8. Is innovation dominated by a few really important creations, or by the cumulative effects of lots of incremental improvements? Your answer to that probably is correlated with our answer to (4).
9. One scenario for the future is that perhaps 30 percent of the population is intelligent and adaptive enough to contribute in the work place. The rest enjoy the “narcotics” of digital entertainment, recreational drugs, and so forth, while being supported by, well, I wasn’t the one who made this point, but if I had I would have used the term Vickys.
10. How much has IT contributed to productivity growth? There were optimists as well as pessimists.

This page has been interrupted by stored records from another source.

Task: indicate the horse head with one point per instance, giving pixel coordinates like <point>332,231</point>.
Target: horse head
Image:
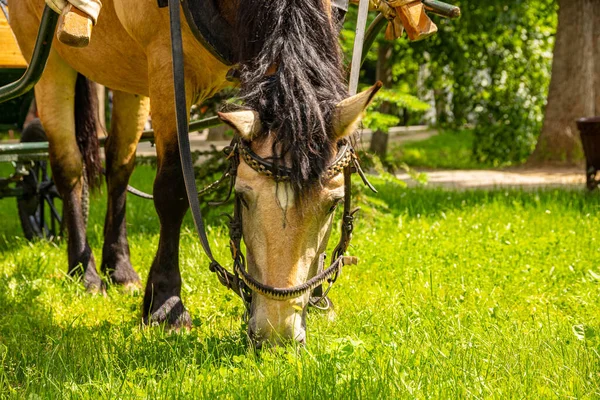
<point>285,236</point>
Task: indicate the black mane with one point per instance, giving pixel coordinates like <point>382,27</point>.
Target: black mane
<point>292,76</point>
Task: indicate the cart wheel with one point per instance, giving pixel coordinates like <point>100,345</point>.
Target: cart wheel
<point>38,212</point>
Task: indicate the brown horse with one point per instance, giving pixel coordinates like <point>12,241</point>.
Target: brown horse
<point>295,114</point>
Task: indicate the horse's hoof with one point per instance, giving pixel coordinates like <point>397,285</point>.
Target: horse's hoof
<point>94,286</point>
<point>132,288</point>
<point>173,314</point>
<point>123,274</point>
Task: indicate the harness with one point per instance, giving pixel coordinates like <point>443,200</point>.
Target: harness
<point>240,280</point>
<point>216,34</point>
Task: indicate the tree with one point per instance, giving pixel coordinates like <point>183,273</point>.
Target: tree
<point>575,83</point>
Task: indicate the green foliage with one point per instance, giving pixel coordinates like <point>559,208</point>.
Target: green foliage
<point>490,68</point>
<point>450,149</point>
<point>457,295</point>
<point>377,120</point>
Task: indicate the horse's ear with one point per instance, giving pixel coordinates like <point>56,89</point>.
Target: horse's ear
<point>246,122</point>
<point>349,112</point>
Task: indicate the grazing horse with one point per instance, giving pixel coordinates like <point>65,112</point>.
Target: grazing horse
<point>295,113</point>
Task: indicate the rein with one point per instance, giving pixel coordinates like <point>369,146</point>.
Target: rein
<point>240,281</point>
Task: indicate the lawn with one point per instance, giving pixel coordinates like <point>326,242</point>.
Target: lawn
<point>457,294</point>
<point>450,149</point>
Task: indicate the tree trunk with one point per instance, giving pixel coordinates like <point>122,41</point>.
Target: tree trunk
<point>575,74</point>
<point>379,139</point>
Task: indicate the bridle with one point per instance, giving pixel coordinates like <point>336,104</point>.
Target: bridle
<point>240,281</point>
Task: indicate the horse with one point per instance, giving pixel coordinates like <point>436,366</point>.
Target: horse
<point>296,111</point>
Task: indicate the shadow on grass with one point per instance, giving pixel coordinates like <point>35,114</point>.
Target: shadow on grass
<point>42,356</point>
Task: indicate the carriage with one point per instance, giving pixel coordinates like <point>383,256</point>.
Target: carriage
<point>310,86</point>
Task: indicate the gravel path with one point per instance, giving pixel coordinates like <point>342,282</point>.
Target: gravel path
<point>511,178</point>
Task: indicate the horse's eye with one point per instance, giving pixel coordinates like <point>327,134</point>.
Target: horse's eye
<point>336,202</point>
<point>242,198</point>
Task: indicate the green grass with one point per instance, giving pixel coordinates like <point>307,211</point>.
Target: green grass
<point>451,149</point>
<point>458,294</point>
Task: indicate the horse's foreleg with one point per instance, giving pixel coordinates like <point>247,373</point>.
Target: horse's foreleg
<point>130,112</point>
<point>55,96</point>
<point>162,298</point>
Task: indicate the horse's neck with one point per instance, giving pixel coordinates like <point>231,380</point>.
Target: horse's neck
<point>228,10</point>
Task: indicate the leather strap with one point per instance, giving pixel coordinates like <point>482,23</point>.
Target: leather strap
<point>185,155</point>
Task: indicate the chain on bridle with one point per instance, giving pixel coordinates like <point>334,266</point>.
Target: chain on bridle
<point>240,280</point>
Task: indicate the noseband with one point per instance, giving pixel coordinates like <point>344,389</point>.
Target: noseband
<point>240,281</point>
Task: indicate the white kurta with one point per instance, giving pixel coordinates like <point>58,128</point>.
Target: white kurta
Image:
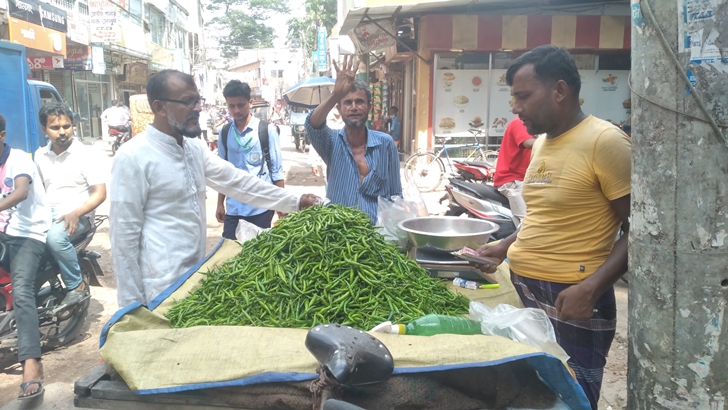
<point>157,217</point>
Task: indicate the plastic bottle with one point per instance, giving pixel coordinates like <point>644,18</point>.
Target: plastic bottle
<point>438,324</point>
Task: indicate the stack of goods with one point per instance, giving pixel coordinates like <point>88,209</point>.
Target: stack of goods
<point>321,265</point>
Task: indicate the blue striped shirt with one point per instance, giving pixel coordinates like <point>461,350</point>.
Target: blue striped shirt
<point>345,187</point>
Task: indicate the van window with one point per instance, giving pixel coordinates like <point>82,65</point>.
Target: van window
<point>47,96</point>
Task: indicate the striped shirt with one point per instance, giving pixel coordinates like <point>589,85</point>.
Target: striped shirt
<point>345,187</point>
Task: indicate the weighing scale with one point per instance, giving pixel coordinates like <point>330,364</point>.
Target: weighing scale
<point>440,264</point>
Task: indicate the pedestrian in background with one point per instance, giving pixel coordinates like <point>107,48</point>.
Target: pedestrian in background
<point>253,146</point>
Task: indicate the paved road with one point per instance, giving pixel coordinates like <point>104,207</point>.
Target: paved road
<point>64,366</point>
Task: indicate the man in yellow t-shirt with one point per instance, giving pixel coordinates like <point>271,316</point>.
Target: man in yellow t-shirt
<point>564,259</point>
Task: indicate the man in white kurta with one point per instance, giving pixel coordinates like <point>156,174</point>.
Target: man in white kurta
<point>158,217</point>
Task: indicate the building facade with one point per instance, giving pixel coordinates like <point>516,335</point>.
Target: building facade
<point>454,66</point>
<point>101,50</point>
<point>271,71</point>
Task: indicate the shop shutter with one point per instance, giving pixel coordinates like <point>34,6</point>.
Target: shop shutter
<point>57,80</point>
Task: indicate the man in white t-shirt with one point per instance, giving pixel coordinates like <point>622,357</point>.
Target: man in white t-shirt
<point>24,221</point>
<point>75,187</point>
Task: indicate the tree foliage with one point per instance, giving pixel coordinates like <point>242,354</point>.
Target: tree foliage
<point>241,23</point>
<point>303,31</point>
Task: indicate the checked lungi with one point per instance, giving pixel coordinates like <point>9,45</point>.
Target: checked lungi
<point>587,342</point>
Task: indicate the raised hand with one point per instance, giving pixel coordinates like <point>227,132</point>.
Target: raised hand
<point>345,76</point>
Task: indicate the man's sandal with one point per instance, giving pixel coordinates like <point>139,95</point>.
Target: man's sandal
<point>24,387</point>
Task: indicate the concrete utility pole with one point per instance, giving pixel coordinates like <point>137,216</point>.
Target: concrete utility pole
<point>678,254</point>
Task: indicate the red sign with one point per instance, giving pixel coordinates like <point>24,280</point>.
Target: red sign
<point>44,63</point>
<point>77,53</point>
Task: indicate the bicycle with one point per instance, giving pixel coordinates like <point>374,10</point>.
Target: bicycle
<point>428,168</point>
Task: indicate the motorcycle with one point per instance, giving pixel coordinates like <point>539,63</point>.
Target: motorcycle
<point>59,324</point>
<point>481,201</point>
<point>473,171</point>
<point>347,357</point>
<point>117,137</point>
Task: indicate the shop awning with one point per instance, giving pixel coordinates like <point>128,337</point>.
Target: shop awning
<point>385,9</point>
<point>524,32</point>
<point>379,9</point>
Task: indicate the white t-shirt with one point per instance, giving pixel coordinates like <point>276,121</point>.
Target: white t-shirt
<point>30,218</point>
<point>68,177</point>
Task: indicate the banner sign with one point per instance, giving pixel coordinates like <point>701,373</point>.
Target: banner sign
<point>322,48</point>
<point>78,58</point>
<point>41,14</point>
<point>104,21</point>
<point>368,37</point>
<point>97,55</point>
<point>78,32</point>
<point>36,37</point>
<point>44,63</point>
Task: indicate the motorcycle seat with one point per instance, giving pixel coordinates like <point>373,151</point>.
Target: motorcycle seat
<point>484,191</point>
<point>476,164</point>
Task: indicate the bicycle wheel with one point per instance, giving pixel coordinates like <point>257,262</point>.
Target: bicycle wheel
<point>426,169</point>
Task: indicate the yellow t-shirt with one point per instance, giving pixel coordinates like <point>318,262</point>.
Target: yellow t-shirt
<point>570,227</point>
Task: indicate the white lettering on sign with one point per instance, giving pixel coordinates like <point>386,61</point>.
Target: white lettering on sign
<point>29,34</point>
<point>49,15</point>
<point>24,6</point>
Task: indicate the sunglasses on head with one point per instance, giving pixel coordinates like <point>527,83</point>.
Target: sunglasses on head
<point>58,127</point>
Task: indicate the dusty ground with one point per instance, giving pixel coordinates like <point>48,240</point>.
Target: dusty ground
<point>64,366</point>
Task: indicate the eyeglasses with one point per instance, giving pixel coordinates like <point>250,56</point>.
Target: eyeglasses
<point>58,127</point>
<point>189,104</point>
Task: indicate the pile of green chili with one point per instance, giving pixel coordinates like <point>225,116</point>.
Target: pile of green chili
<point>321,265</point>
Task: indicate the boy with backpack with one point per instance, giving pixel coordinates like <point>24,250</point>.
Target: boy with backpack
<point>253,146</point>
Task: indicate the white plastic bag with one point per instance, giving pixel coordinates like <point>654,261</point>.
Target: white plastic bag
<point>247,231</point>
<point>391,212</point>
<point>528,326</point>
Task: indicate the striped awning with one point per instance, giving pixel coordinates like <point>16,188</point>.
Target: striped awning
<point>524,32</point>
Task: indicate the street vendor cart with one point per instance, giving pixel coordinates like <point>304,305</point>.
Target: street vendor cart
<point>162,356</point>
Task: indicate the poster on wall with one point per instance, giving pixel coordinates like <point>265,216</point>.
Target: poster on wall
<point>588,97</point>
<point>461,102</point>
<point>104,22</point>
<point>611,94</point>
<point>501,104</point>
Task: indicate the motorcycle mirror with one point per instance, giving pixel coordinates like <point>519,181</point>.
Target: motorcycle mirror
<point>352,356</point>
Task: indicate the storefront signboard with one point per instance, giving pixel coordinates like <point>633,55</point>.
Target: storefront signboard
<point>36,37</point>
<point>322,48</point>
<point>136,73</point>
<point>501,104</point>
<point>588,98</point>
<point>461,101</point>
<point>369,37</point>
<point>78,58</point>
<point>38,13</point>
<point>611,95</point>
<point>104,21</point>
<point>162,58</point>
<point>121,3</point>
<point>78,32</point>
<point>97,56</point>
<point>45,63</point>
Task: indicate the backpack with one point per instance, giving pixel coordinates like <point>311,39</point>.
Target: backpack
<point>264,143</point>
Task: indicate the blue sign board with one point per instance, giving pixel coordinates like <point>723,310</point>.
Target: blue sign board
<point>322,48</point>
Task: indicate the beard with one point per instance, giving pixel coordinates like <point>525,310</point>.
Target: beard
<point>355,124</point>
<point>191,131</point>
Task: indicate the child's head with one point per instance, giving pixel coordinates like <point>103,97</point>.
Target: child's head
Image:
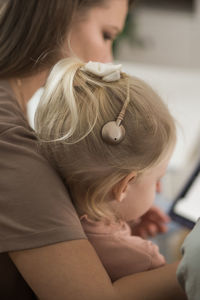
<point>73,109</point>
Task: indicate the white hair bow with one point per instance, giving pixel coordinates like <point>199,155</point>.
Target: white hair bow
<point>108,72</point>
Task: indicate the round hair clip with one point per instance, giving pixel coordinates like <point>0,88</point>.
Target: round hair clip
<point>112,133</point>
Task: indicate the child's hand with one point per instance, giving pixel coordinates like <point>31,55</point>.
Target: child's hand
<point>153,222</point>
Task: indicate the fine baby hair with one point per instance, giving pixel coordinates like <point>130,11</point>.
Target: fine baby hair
<point>75,106</point>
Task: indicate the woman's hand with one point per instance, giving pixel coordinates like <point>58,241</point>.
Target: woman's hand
<point>154,221</point>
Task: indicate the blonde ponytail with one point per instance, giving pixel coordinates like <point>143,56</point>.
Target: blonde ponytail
<point>74,107</point>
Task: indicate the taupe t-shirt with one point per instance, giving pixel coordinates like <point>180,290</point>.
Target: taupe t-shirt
<point>35,209</point>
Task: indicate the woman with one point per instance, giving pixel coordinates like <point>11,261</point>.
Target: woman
<point>39,227</point>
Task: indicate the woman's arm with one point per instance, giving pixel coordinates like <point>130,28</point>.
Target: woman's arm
<point>72,271</point>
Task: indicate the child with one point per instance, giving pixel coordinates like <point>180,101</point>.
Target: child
<point>110,137</point>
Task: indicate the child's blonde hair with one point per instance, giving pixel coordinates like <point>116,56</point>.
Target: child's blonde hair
<point>73,109</point>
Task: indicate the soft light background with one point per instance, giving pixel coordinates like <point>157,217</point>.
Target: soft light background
<point>161,45</point>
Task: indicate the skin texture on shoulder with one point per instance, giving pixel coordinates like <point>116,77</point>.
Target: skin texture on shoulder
<point>52,275</point>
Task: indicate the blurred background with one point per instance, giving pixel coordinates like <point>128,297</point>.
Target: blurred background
<point>161,44</point>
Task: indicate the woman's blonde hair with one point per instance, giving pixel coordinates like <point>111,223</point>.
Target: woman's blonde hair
<point>32,33</point>
<point>74,107</point>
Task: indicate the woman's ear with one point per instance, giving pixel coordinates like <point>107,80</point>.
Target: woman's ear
<point>120,188</point>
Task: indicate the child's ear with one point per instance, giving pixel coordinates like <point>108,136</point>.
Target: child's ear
<point>120,188</point>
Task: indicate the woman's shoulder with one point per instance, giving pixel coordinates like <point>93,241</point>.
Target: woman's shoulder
<point>35,208</point>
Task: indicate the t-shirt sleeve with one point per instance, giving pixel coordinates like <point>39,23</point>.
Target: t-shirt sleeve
<point>35,208</point>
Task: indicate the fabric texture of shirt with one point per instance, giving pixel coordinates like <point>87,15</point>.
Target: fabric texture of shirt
<point>35,209</point>
<point>120,252</point>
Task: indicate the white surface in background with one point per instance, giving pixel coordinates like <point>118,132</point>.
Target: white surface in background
<point>189,206</point>
<point>180,89</point>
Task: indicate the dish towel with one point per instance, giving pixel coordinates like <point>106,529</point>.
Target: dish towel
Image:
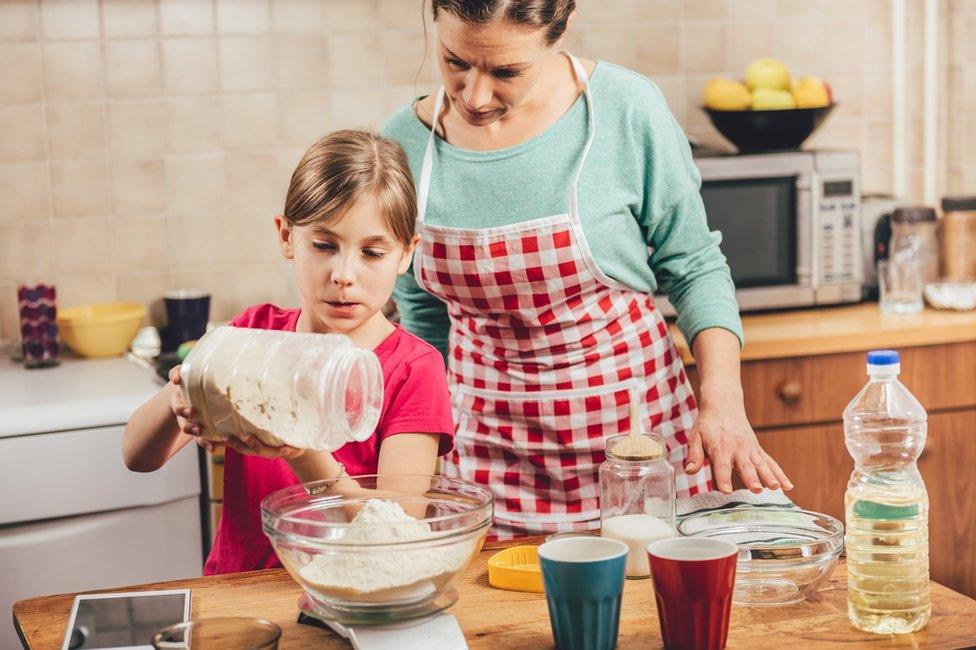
<point>709,501</point>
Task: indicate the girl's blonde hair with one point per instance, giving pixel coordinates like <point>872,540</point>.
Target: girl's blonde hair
<point>344,166</point>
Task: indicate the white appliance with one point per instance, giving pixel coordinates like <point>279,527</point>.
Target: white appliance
<point>73,517</point>
<point>790,224</point>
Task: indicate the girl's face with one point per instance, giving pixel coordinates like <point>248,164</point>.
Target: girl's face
<point>490,68</point>
<point>345,270</point>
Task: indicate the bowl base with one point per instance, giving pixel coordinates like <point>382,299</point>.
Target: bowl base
<point>375,615</point>
<point>770,592</point>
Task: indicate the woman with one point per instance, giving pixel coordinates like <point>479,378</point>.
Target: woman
<point>555,196</point>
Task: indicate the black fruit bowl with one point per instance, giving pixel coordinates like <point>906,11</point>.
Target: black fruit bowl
<point>752,131</point>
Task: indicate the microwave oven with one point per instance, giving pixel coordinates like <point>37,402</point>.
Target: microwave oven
<point>790,225</point>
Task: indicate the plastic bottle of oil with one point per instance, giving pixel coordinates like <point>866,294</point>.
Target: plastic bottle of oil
<point>886,504</point>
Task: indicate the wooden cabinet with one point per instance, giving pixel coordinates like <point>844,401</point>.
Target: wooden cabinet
<point>215,480</point>
<point>796,406</point>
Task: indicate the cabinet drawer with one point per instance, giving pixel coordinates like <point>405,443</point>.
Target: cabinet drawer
<point>806,390</point>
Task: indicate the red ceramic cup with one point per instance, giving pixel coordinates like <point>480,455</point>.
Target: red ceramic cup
<point>693,579</point>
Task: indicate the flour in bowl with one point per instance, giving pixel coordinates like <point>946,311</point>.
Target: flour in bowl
<point>360,570</point>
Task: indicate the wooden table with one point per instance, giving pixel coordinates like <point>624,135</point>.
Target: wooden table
<point>496,619</point>
<point>851,328</point>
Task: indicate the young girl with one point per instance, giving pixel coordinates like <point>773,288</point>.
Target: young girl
<point>348,227</point>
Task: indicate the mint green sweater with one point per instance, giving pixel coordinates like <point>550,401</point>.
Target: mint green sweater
<point>639,200</point>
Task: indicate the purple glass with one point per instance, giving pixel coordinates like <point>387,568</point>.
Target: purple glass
<point>38,327</point>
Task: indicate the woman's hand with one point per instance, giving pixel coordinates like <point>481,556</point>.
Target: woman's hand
<point>726,436</point>
<point>722,430</point>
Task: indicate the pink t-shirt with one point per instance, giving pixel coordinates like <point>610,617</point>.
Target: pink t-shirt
<point>415,400</point>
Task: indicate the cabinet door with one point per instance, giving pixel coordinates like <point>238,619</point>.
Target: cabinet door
<point>947,465</point>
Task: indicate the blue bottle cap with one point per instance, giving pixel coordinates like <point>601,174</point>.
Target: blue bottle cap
<point>883,357</point>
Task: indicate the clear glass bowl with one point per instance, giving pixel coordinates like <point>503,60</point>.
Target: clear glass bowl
<point>358,573</point>
<point>785,554</point>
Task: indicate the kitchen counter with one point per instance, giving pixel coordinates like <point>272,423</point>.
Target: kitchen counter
<point>850,328</point>
<point>78,394</point>
<point>492,618</point>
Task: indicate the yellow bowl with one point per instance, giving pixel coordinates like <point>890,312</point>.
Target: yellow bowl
<point>102,330</point>
<point>516,569</point>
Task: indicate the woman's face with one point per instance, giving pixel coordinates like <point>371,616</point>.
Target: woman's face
<point>489,68</point>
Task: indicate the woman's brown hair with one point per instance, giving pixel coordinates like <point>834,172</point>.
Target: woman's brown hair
<point>344,166</point>
<point>553,15</point>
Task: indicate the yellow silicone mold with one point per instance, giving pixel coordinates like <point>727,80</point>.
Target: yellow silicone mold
<point>516,569</point>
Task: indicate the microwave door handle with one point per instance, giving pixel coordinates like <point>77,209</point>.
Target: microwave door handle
<point>806,240</point>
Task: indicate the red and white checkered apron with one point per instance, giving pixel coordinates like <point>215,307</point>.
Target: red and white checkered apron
<point>545,353</point>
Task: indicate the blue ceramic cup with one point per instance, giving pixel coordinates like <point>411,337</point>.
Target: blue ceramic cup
<point>584,581</point>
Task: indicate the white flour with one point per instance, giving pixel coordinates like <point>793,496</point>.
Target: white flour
<point>358,570</point>
<point>637,531</point>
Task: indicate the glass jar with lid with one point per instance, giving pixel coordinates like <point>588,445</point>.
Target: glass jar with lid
<point>637,499</point>
<point>915,240</point>
<point>959,237</point>
<point>310,391</point>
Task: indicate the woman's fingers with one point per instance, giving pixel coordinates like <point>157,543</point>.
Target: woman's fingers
<point>764,471</point>
<point>778,472</point>
<point>747,471</point>
<point>721,460</point>
<point>696,453</point>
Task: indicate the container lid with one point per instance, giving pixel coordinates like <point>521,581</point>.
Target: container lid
<point>643,448</point>
<point>783,535</point>
<point>884,362</point>
<point>913,214</point>
<point>951,203</point>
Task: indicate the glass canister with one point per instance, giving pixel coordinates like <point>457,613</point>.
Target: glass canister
<point>637,502</point>
<point>959,237</point>
<point>915,238</point>
<point>311,391</point>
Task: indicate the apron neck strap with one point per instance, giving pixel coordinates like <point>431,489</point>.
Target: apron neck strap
<point>428,165</point>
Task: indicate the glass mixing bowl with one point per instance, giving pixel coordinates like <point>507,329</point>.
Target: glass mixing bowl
<point>785,554</point>
<point>384,566</point>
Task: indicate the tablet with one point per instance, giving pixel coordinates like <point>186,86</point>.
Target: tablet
<point>124,620</point>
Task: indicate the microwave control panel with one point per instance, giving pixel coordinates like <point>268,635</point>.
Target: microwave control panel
<point>839,231</point>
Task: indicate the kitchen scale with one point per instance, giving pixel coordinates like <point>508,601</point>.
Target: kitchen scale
<point>428,627</point>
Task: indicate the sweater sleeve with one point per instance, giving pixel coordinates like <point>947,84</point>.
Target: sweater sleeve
<point>683,254</point>
<point>421,313</point>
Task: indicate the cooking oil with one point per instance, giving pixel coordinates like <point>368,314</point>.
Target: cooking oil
<point>886,505</point>
<point>887,559</point>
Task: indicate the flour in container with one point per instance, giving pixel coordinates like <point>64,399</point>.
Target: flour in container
<point>360,571</point>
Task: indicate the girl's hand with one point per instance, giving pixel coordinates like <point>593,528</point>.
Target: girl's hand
<point>184,414</point>
<point>251,446</point>
<point>725,435</point>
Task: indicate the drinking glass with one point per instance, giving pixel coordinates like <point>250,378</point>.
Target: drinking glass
<point>693,580</point>
<point>241,633</point>
<point>900,285</point>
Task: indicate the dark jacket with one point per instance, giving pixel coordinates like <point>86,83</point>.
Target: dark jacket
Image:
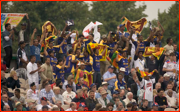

You know where I stand, given my article on Diane Coyle’s book on GDP.
11. Is there too much separation between value creation and value capture? It was suggested that finance captures too much value, and one effect of that is to draw people with STEM aptitude and skills away from science and engineering. I admit to being sympathetic to that view, although I think you want to try to fight the bias that sees finance as entirely parasitical. It really is important that capital flow to its most efficient uses, and if that means that we need smart people involved in financial markets, then so be it.
I think where finance goes wrong is in allowing people to capture value from inflated prices. So my Internet company gets sold in 1999 for more than what it was really worth (good for me, great for our main backers, not good for whoever ended up owning shares in the company that bought us). Or WhatsApp gets $19 billion today. But if the problem with Wall Street is a lack of wisdom, do you want to subtract talent from Wall Street? If so, which talent?
Another suggestion is that the “winners-take-most” nature of certain markets means that excess value gets captured. Think of Bill Gates in the heyday of Windows, or Google today. Maybe, although I would argue (and did) that, throwing consumers’s surplus into the mix, it’s not clear that the value captured by corporate winners is so excessive.